La explicación técnica detrás del alza en la desocupación se fundamenta en un desajuste entre la oferta y la demanda de puestos de trabajo. Durante el periodo evaluado, la cantidad de personas que ingresaron a la fuerza laboral con capacidad para trabajar se incrementó en un 0,7%, una cifra que superó el ritmo de creación de nuevos empleos por parte del aparato productivo, el cual avanzó apenas un 0,5%. Este desequilibrio generó que el número total de desocupados registrara un aumento neto del 3,3%, impulsado principalmente por quienes quedaron cesantes, colectivo que creció un 2%, y por aquellas personas que buscan empleo por primera vez, segmento que se disparó un 14,5%.
Asimismo, las tasas de participación y de ocupación evidenciaron un retroceso marginal al situarse en 62,3% y 56,7%, lo que representó bajas de 0,1 y 0,3 puntos porcentuales en cada caso. Por otra parte, la población considerada fuera de la fuerza de trabajo anotó una variación positiva del 1,2%, una dinámica que estuvo fuertemente incidida por el avance del 4,9% dentro del segmento de los inactivos potencialmente activos, mientras que los inactivos habituales variaron apenas un 0,4%. En el análisis por género, el desempleo afectó con mayor rigor a las mujeres, registrando una proporción de 10 por cada 100 y subiendo medio punto frente al año pasado, en contraste con los hombres, quienes no reportaron cambios.
A nivel sectorial, la generación de puestos de trabajo se concentró de manera prioritaria en el rubro inmobiliario, seguido en menor medida por el segmento de actividades profesionales, los servicios de salud y los establecimientos comerciales. Sin embargo, este modesto dinamismo sectorial estuvo acompañado por un incremento preocupante de la informalidad laboral, la cual sufrió un alza interanual de 0,7 puntos hasta ubicarse en una tasa del 26,5%. Al ampliar la perspectiva a un ciclo de 12 meses, la informalidad acumuló un preocupante incremento de 3,2 puntos porcentuales, manifestándose con mayor intensidad en las actividades del comercio y la industria manufacturera.
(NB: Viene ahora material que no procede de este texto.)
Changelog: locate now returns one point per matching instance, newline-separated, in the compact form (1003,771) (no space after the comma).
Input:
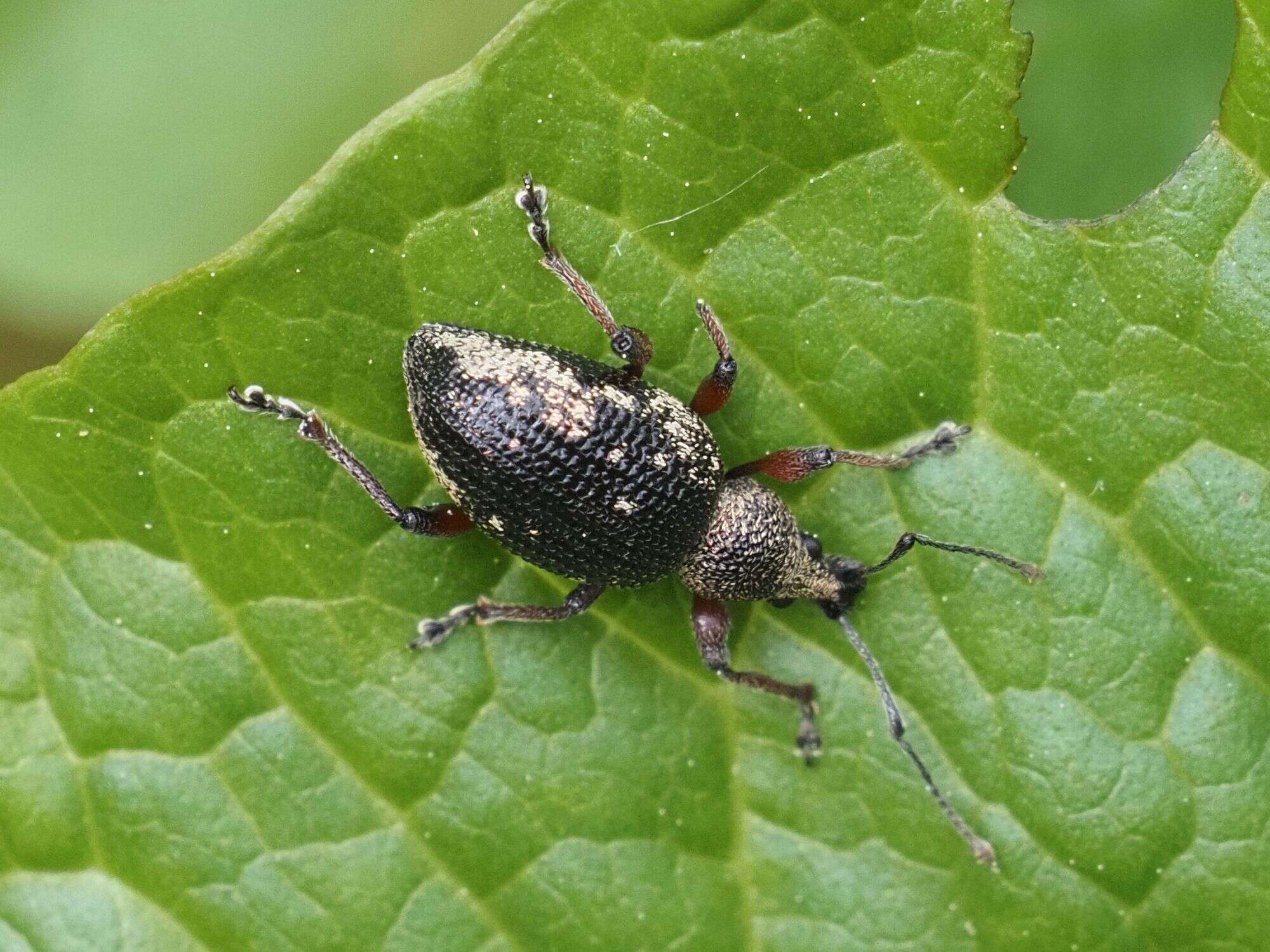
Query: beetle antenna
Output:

Finalmente, el comportamiento del empleo en la Región Metropolitana, que alberga a la capital chilena de Santiago, agravó el balance general al registrar una tasa de desocupación del 9,6% durante el periodo de enero-marzo, equivalente a un aumento de 0,2 puntos porcentuales en un año. En esta zona geográfica, la estimación del total de personas ocupadas sufrió una contracción neta del 0,2%. Esta caída a nivel metropolitano estuvo fuertemente condicionada por la destrucción de plazas de trabajo en los sectores económicos de información y comunicaciones, que cayó un 16%, las actividades financieras y de seguros, con una baja del 14,4%, y la administración pública, que retrocedió un 8,6%.